Controllers at NASA's Goddard Space Flight Center in Greenbelt, Md., confirmed a successful lunar orbit insertion at 6:27 a.m. EDT. Launch took place on an Atlas V rocket from Cape Canaveral, Fla., on June 18.

The spacecraft will perform four engine burns over the next four days to put itself into its commissioning phase orbit, at which point its seven instruments will be checked out. Commissioning should be over by mid-August.

LRO is slated to orbit the moon at 31 miles (50 kilometers) for one year. High resolution imagery from LRO's camera will help identify landing sites for future explorers and characterize the moon's topography and composition, NASA says. The hydrogen concentrations at the moon's poles will be mapped in detail, pinpointing the locations of possible water ice, and a miniaturized radar system will image the poles and test communication capabilities.

Developed by NASA's Exploration Systems Mission directorate, LRO joins India's Chandrayaan and China's Change'e lunar missions. The last NASA mission to the moon was Lunar Prospector, which launched in January 1998.
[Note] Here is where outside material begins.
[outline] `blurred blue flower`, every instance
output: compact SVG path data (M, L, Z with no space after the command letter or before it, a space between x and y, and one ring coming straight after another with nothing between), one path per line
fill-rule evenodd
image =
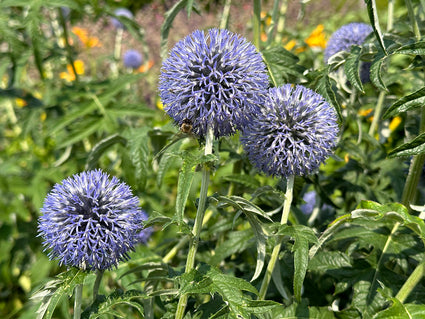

LRO launched with a companion satellite, the Lunar Crater Observation and Sensing Satellite (LCROSS), which performed a close swingby of the moon the morning of June 23 to put itself into an elongated polar Earth orbit and position itself to deliberately impact the lunar surface in October along with the spent Centaur upper stage of the mission's Atlas V rocket. Scientists will scan the impact plume with ground- and space-based cameras for signs of hydrogen and water ice.